Speiser Phyllis W
Pediatric Endocrinology, Schneider Children's Hospital, New York University, New Hyde Park, NY 11040, USA.
Horm Res. 2007;68 Suppl 5:90-2. doi: 10.1159/000110586. Epub 2007 Dec 10.
Clinical management of patients with congenital adrenal hyperplasia (CAH) involves treating hormonal deficiencies, addressing issues related to genital ambiguity, avoiding morbidities and communicating with the family about risk of CAH in other members.

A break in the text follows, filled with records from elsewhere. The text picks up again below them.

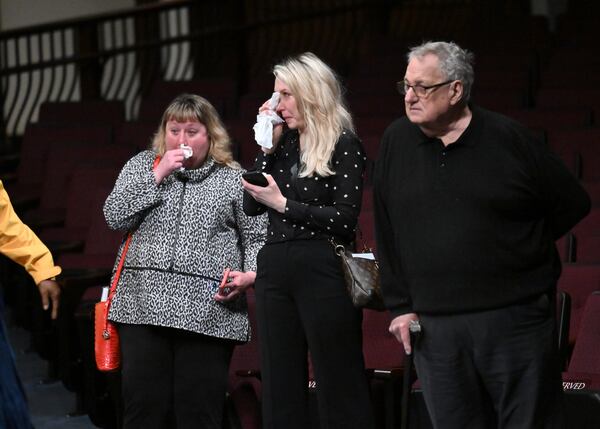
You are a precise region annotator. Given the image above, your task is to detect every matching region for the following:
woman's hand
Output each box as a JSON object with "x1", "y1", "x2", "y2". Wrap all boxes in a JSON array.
[
  {"x1": 214, "y1": 271, "x2": 256, "y2": 302},
  {"x1": 258, "y1": 100, "x2": 285, "y2": 154},
  {"x1": 242, "y1": 174, "x2": 287, "y2": 213},
  {"x1": 154, "y1": 148, "x2": 185, "y2": 185},
  {"x1": 38, "y1": 279, "x2": 60, "y2": 320},
  {"x1": 388, "y1": 313, "x2": 419, "y2": 355}
]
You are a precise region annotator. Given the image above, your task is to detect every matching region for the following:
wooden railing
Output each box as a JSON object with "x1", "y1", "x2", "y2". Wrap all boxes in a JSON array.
[{"x1": 0, "y1": 0, "x2": 510, "y2": 152}]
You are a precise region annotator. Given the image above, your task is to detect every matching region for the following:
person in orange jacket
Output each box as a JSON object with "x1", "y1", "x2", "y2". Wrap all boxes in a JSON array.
[{"x1": 0, "y1": 181, "x2": 61, "y2": 429}]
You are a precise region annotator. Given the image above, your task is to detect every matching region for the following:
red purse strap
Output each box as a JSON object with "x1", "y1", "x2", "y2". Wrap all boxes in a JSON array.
[{"x1": 106, "y1": 155, "x2": 160, "y2": 308}]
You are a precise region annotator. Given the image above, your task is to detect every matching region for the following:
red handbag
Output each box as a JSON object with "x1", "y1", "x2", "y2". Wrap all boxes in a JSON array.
[
  {"x1": 94, "y1": 156, "x2": 160, "y2": 372},
  {"x1": 94, "y1": 233, "x2": 131, "y2": 372}
]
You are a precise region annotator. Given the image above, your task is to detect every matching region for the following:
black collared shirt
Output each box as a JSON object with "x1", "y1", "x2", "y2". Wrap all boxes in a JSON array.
[
  {"x1": 374, "y1": 108, "x2": 590, "y2": 314},
  {"x1": 244, "y1": 130, "x2": 366, "y2": 243}
]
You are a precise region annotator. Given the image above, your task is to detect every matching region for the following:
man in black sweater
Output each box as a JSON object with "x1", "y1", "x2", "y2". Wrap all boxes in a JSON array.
[{"x1": 374, "y1": 42, "x2": 590, "y2": 429}]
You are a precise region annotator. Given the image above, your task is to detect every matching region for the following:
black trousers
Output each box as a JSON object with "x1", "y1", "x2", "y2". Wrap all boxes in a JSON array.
[
  {"x1": 119, "y1": 324, "x2": 234, "y2": 429},
  {"x1": 255, "y1": 240, "x2": 373, "y2": 429},
  {"x1": 414, "y1": 295, "x2": 564, "y2": 429}
]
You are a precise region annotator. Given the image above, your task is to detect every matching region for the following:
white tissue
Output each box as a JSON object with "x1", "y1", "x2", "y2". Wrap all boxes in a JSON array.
[
  {"x1": 179, "y1": 143, "x2": 194, "y2": 171},
  {"x1": 252, "y1": 92, "x2": 283, "y2": 149}
]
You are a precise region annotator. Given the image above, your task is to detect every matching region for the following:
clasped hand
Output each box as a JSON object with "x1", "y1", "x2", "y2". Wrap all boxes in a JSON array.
[{"x1": 214, "y1": 271, "x2": 256, "y2": 302}]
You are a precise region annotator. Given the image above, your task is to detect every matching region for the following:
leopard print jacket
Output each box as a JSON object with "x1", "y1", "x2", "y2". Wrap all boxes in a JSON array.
[{"x1": 104, "y1": 150, "x2": 267, "y2": 341}]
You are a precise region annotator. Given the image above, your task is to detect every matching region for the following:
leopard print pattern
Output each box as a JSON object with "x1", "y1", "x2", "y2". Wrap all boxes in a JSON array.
[{"x1": 104, "y1": 151, "x2": 267, "y2": 341}]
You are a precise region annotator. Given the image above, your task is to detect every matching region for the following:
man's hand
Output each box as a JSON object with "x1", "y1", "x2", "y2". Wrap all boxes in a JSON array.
[
  {"x1": 389, "y1": 313, "x2": 419, "y2": 355},
  {"x1": 38, "y1": 280, "x2": 60, "y2": 320}
]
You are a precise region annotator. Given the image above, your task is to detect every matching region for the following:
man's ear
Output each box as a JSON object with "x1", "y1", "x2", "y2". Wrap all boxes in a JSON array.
[{"x1": 450, "y1": 80, "x2": 464, "y2": 105}]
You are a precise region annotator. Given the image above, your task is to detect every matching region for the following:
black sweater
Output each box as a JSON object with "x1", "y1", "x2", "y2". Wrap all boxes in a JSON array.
[
  {"x1": 374, "y1": 108, "x2": 590, "y2": 315},
  {"x1": 244, "y1": 130, "x2": 366, "y2": 244}
]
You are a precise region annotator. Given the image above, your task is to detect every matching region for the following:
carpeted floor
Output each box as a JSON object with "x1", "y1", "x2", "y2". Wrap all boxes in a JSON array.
[{"x1": 5, "y1": 310, "x2": 95, "y2": 429}]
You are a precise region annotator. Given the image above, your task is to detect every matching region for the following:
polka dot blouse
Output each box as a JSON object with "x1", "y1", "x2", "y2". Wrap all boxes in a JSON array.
[{"x1": 244, "y1": 130, "x2": 366, "y2": 243}]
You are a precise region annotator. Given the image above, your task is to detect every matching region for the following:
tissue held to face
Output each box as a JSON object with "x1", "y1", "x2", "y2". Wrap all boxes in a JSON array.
[
  {"x1": 165, "y1": 120, "x2": 210, "y2": 169},
  {"x1": 275, "y1": 78, "x2": 304, "y2": 131}
]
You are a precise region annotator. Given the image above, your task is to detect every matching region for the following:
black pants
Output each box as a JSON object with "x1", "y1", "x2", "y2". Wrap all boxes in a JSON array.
[
  {"x1": 255, "y1": 240, "x2": 373, "y2": 429},
  {"x1": 119, "y1": 324, "x2": 234, "y2": 429},
  {"x1": 415, "y1": 295, "x2": 563, "y2": 429}
]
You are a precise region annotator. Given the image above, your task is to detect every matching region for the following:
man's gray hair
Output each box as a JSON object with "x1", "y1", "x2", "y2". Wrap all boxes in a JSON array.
[{"x1": 407, "y1": 42, "x2": 475, "y2": 102}]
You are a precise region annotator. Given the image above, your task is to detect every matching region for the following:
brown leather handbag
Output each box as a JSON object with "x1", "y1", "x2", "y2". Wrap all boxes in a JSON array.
[{"x1": 331, "y1": 240, "x2": 385, "y2": 311}]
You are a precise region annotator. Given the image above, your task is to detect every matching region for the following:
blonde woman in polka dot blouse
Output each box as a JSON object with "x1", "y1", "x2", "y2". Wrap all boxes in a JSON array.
[{"x1": 242, "y1": 53, "x2": 373, "y2": 429}]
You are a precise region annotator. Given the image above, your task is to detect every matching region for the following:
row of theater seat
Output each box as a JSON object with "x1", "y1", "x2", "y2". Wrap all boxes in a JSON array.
[{"x1": 1, "y1": 18, "x2": 600, "y2": 428}]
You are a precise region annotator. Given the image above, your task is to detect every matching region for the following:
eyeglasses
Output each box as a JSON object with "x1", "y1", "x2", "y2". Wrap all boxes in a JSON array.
[{"x1": 396, "y1": 80, "x2": 454, "y2": 98}]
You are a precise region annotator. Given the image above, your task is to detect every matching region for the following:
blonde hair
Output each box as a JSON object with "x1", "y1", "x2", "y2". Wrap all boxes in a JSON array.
[
  {"x1": 273, "y1": 52, "x2": 354, "y2": 177},
  {"x1": 152, "y1": 94, "x2": 240, "y2": 169}
]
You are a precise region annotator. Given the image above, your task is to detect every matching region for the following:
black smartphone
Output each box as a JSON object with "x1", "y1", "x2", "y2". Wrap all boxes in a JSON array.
[{"x1": 242, "y1": 171, "x2": 269, "y2": 187}]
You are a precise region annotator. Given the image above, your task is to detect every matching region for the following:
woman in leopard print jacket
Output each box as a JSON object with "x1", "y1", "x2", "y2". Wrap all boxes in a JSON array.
[{"x1": 104, "y1": 94, "x2": 266, "y2": 428}]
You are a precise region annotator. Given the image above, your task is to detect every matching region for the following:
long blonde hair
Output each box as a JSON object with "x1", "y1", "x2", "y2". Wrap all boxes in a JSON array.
[
  {"x1": 273, "y1": 52, "x2": 354, "y2": 177},
  {"x1": 152, "y1": 94, "x2": 240, "y2": 169}
]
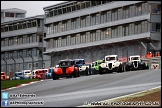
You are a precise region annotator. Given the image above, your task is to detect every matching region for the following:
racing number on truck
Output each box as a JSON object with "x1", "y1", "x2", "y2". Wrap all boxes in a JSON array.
[{"x1": 153, "y1": 65, "x2": 157, "y2": 69}]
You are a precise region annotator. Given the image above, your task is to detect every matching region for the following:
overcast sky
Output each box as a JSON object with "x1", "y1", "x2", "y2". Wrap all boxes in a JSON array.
[{"x1": 1, "y1": 1, "x2": 64, "y2": 17}]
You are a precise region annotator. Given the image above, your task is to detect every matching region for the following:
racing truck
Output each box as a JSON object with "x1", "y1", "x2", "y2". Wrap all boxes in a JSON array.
[
  {"x1": 1, "y1": 72, "x2": 10, "y2": 80},
  {"x1": 79, "y1": 64, "x2": 91, "y2": 76},
  {"x1": 125, "y1": 55, "x2": 149, "y2": 71},
  {"x1": 12, "y1": 72, "x2": 29, "y2": 80},
  {"x1": 52, "y1": 59, "x2": 80, "y2": 80},
  {"x1": 99, "y1": 55, "x2": 125, "y2": 75},
  {"x1": 91, "y1": 60, "x2": 103, "y2": 75}
]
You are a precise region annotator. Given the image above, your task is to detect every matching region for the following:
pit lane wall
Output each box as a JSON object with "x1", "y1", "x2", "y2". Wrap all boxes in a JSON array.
[{"x1": 143, "y1": 56, "x2": 161, "y2": 69}]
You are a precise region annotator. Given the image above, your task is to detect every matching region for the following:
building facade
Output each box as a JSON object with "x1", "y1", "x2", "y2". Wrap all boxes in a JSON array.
[
  {"x1": 1, "y1": 8, "x2": 27, "y2": 23},
  {"x1": 1, "y1": 15, "x2": 46, "y2": 74},
  {"x1": 43, "y1": 1, "x2": 161, "y2": 66}
]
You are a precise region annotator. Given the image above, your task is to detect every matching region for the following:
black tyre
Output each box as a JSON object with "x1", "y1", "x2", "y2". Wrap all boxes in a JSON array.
[
  {"x1": 99, "y1": 66, "x2": 103, "y2": 75},
  {"x1": 118, "y1": 64, "x2": 123, "y2": 72},
  {"x1": 85, "y1": 68, "x2": 88, "y2": 76},
  {"x1": 73, "y1": 68, "x2": 78, "y2": 78},
  {"x1": 52, "y1": 69, "x2": 56, "y2": 80}
]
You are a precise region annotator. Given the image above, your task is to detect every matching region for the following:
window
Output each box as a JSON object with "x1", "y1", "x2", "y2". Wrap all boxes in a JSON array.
[
  {"x1": 61, "y1": 36, "x2": 66, "y2": 47},
  {"x1": 19, "y1": 36, "x2": 23, "y2": 44},
  {"x1": 76, "y1": 18, "x2": 80, "y2": 29},
  {"x1": 13, "y1": 51, "x2": 17, "y2": 59},
  {"x1": 14, "y1": 37, "x2": 17, "y2": 45},
  {"x1": 137, "y1": 4, "x2": 142, "y2": 16},
  {"x1": 118, "y1": 26, "x2": 123, "y2": 37},
  {"x1": 101, "y1": 29, "x2": 106, "y2": 40},
  {"x1": 118, "y1": 8, "x2": 122, "y2": 20},
  {"x1": 22, "y1": 50, "x2": 27, "y2": 58},
  {"x1": 114, "y1": 9, "x2": 118, "y2": 21},
  {"x1": 101, "y1": 11, "x2": 106, "y2": 23},
  {"x1": 129, "y1": 24, "x2": 132, "y2": 35},
  {"x1": 96, "y1": 30, "x2": 101, "y2": 41},
  {"x1": 107, "y1": 11, "x2": 111, "y2": 22},
  {"x1": 80, "y1": 16, "x2": 86, "y2": 27},
  {"x1": 5, "y1": 12, "x2": 10, "y2": 17},
  {"x1": 129, "y1": 5, "x2": 135, "y2": 18},
  {"x1": 23, "y1": 35, "x2": 27, "y2": 44},
  {"x1": 86, "y1": 32, "x2": 91, "y2": 42},
  {"x1": 96, "y1": 13, "x2": 100, "y2": 24},
  {"x1": 4, "y1": 25, "x2": 9, "y2": 32},
  {"x1": 32, "y1": 20, "x2": 36, "y2": 27},
  {"x1": 81, "y1": 1, "x2": 86, "y2": 9},
  {"x1": 10, "y1": 13, "x2": 14, "y2": 17},
  {"x1": 51, "y1": 9, "x2": 58, "y2": 16},
  {"x1": 66, "y1": 20, "x2": 71, "y2": 30},
  {"x1": 138, "y1": 22, "x2": 142, "y2": 34},
  {"x1": 1, "y1": 12, "x2": 4, "y2": 17},
  {"x1": 90, "y1": 31, "x2": 96, "y2": 42},
  {"x1": 57, "y1": 8, "x2": 62, "y2": 16},
  {"x1": 5, "y1": 38, "x2": 8, "y2": 46},
  {"x1": 49, "y1": 10, "x2": 54, "y2": 17},
  {"x1": 32, "y1": 34, "x2": 37, "y2": 42},
  {"x1": 76, "y1": 34, "x2": 80, "y2": 44},
  {"x1": 22, "y1": 22, "x2": 27, "y2": 29},
  {"x1": 72, "y1": 5, "x2": 76, "y2": 11},
  {"x1": 91, "y1": 1, "x2": 96, "y2": 6},
  {"x1": 1, "y1": 26, "x2": 4, "y2": 32},
  {"x1": 85, "y1": 16, "x2": 90, "y2": 27},
  {"x1": 17, "y1": 23, "x2": 22, "y2": 29},
  {"x1": 76, "y1": 2, "x2": 80, "y2": 10},
  {"x1": 125, "y1": 6, "x2": 130, "y2": 18},
  {"x1": 67, "y1": 6, "x2": 71, "y2": 12},
  {"x1": 27, "y1": 21, "x2": 32, "y2": 28},
  {"x1": 32, "y1": 48, "x2": 37, "y2": 56},
  {"x1": 9, "y1": 25, "x2": 13, "y2": 31},
  {"x1": 63, "y1": 6, "x2": 67, "y2": 14},
  {"x1": 91, "y1": 14, "x2": 96, "y2": 26},
  {"x1": 66, "y1": 36, "x2": 70, "y2": 46},
  {"x1": 16, "y1": 13, "x2": 24, "y2": 18}
]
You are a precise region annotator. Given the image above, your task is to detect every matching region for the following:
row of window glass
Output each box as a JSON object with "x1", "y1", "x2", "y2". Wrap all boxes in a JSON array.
[
  {"x1": 46, "y1": 21, "x2": 150, "y2": 48},
  {"x1": 1, "y1": 62, "x2": 38, "y2": 72},
  {"x1": 1, "y1": 20, "x2": 40, "y2": 32},
  {"x1": 1, "y1": 48, "x2": 42, "y2": 60},
  {"x1": 45, "y1": 1, "x2": 112, "y2": 18},
  {"x1": 47, "y1": 3, "x2": 150, "y2": 34},
  {"x1": 5, "y1": 12, "x2": 25, "y2": 18},
  {"x1": 1, "y1": 34, "x2": 42, "y2": 47}
]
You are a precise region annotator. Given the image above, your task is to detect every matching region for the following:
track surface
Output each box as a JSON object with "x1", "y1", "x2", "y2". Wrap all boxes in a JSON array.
[{"x1": 1, "y1": 69, "x2": 161, "y2": 107}]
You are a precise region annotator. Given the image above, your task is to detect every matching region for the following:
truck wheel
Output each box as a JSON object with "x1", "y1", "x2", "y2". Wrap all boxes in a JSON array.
[
  {"x1": 73, "y1": 68, "x2": 78, "y2": 78},
  {"x1": 52, "y1": 69, "x2": 56, "y2": 80},
  {"x1": 85, "y1": 68, "x2": 88, "y2": 76},
  {"x1": 119, "y1": 64, "x2": 123, "y2": 72},
  {"x1": 77, "y1": 69, "x2": 80, "y2": 77},
  {"x1": 99, "y1": 67, "x2": 103, "y2": 75},
  {"x1": 88, "y1": 65, "x2": 92, "y2": 75}
]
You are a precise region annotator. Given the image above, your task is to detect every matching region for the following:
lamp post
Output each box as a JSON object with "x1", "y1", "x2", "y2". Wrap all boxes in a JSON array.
[
  {"x1": 2, "y1": 58, "x2": 7, "y2": 73},
  {"x1": 29, "y1": 54, "x2": 33, "y2": 70},
  {"x1": 11, "y1": 57, "x2": 16, "y2": 72},
  {"x1": 19, "y1": 55, "x2": 24, "y2": 70}
]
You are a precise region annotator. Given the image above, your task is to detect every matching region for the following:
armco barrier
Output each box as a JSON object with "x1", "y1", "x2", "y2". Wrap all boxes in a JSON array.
[{"x1": 151, "y1": 63, "x2": 159, "y2": 69}]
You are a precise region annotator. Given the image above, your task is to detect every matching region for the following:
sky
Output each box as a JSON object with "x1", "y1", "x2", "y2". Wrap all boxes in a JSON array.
[{"x1": 1, "y1": 1, "x2": 65, "y2": 17}]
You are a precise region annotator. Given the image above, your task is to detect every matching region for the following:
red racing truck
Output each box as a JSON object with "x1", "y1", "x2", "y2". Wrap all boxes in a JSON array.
[{"x1": 52, "y1": 59, "x2": 80, "y2": 80}]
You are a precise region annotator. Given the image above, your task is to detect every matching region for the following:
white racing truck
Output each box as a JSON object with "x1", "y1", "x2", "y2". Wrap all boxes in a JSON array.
[
  {"x1": 125, "y1": 55, "x2": 149, "y2": 71},
  {"x1": 99, "y1": 55, "x2": 125, "y2": 75},
  {"x1": 79, "y1": 64, "x2": 91, "y2": 76}
]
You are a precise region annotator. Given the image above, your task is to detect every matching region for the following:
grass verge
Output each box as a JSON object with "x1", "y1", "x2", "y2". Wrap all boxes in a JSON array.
[{"x1": 1, "y1": 79, "x2": 39, "y2": 90}]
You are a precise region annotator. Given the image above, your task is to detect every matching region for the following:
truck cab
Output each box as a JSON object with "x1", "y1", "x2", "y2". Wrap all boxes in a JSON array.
[{"x1": 99, "y1": 55, "x2": 125, "y2": 74}]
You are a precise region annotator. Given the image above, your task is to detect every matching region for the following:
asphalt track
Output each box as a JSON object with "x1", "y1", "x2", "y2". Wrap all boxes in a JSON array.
[{"x1": 1, "y1": 69, "x2": 161, "y2": 107}]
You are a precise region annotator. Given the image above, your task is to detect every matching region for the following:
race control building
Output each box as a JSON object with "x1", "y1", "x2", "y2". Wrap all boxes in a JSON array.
[
  {"x1": 43, "y1": 1, "x2": 161, "y2": 66},
  {"x1": 1, "y1": 9, "x2": 45, "y2": 74}
]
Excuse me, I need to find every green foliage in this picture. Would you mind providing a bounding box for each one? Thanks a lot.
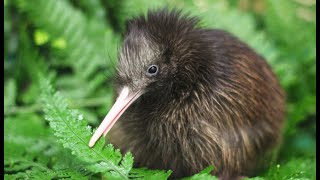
[41,79,172,179]
[4,0,316,179]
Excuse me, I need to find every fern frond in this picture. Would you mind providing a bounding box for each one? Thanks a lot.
[4,169,88,180]
[18,0,118,97]
[41,80,132,179]
[41,79,175,179]
[182,166,218,180]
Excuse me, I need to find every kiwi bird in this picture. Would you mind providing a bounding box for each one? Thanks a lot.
[89,10,285,179]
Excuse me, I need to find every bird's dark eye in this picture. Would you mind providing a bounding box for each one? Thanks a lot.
[147,65,158,76]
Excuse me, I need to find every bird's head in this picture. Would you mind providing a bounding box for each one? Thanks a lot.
[89,10,208,147]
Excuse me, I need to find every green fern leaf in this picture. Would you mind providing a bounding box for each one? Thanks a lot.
[41,80,132,179]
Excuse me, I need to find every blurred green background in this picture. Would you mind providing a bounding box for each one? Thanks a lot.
[4,0,316,179]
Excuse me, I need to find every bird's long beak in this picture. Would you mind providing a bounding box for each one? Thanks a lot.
[89,86,142,147]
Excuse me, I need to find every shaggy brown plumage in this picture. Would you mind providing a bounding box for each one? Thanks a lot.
[108,10,285,179]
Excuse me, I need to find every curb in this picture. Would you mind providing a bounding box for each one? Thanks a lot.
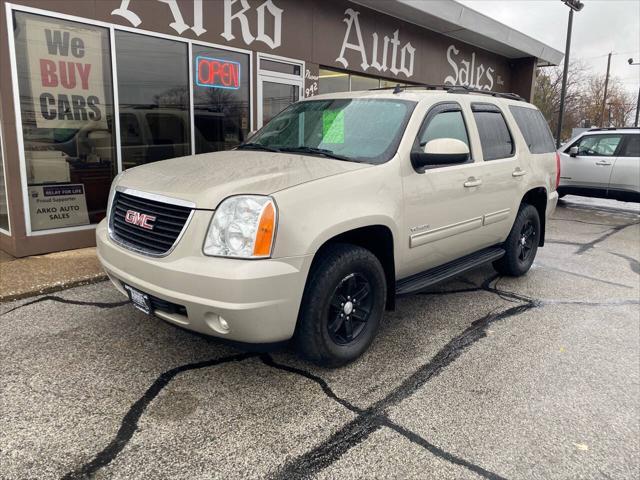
[0,273,109,303]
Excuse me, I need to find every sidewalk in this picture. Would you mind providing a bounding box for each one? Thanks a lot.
[0,248,107,302]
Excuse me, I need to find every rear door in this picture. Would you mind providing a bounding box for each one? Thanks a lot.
[609,133,640,193]
[560,133,622,190]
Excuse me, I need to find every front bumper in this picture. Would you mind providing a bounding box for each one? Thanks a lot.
[96,210,313,343]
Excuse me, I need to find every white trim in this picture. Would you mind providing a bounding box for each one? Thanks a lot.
[6,3,31,236]
[109,27,122,175]
[187,43,196,155]
[0,122,11,236]
[256,52,306,130]
[5,3,255,237]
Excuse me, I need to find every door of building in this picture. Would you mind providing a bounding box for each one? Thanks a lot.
[257,54,304,128]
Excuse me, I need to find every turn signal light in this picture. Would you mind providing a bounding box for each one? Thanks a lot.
[253,202,276,257]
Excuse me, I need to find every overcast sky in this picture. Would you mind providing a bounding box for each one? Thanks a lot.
[458,0,640,95]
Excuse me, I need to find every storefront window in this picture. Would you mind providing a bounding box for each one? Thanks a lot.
[0,124,9,232]
[13,12,117,231]
[192,45,251,153]
[115,31,191,169]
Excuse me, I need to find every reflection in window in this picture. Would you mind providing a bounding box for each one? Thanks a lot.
[192,45,251,153]
[115,31,191,169]
[578,135,622,157]
[262,82,300,125]
[420,111,469,146]
[13,12,116,231]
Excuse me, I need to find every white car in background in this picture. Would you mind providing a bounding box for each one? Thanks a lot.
[558,128,640,202]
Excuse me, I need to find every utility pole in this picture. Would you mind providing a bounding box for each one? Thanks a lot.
[556,0,584,148]
[600,52,612,127]
[633,88,640,127]
[556,8,573,148]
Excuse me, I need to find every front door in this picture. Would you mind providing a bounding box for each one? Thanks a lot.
[258,54,304,128]
[400,102,521,277]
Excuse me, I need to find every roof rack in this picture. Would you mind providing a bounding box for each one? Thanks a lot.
[370,83,526,102]
[589,127,640,132]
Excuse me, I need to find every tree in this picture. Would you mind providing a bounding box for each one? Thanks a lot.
[533,61,635,140]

This article briefly reviews the prenatal and neonatal diagnosis of CAH caused by steroid 21-hydroxylase deficiency, as well as treatment options and neonatal screening approaches.
Screening for CAH can reduce adrenal crises, avoid incorrect sex assignments, lower mortality (especially in males) and avoid inappropriate somatic growth and precocious puberty.
先天性肾上腺皮质增生症(CAH)患者的临床管理包括治疗激素缺乏、解决生殖器模糊相关问题、避免发病以及与家属沟通其他家庭成员患CAH的风险。本文简要回顾了由类固醇21-羟化酶缺乏引起的CAH的产前和新生儿诊断,以及治疗选择和新生儿筛查方法。
CAH筛查可减少肾上腺危象,避免性别指定错误,降低死亡率(尤其是男性),并避免不适当的身体生长和性早熟。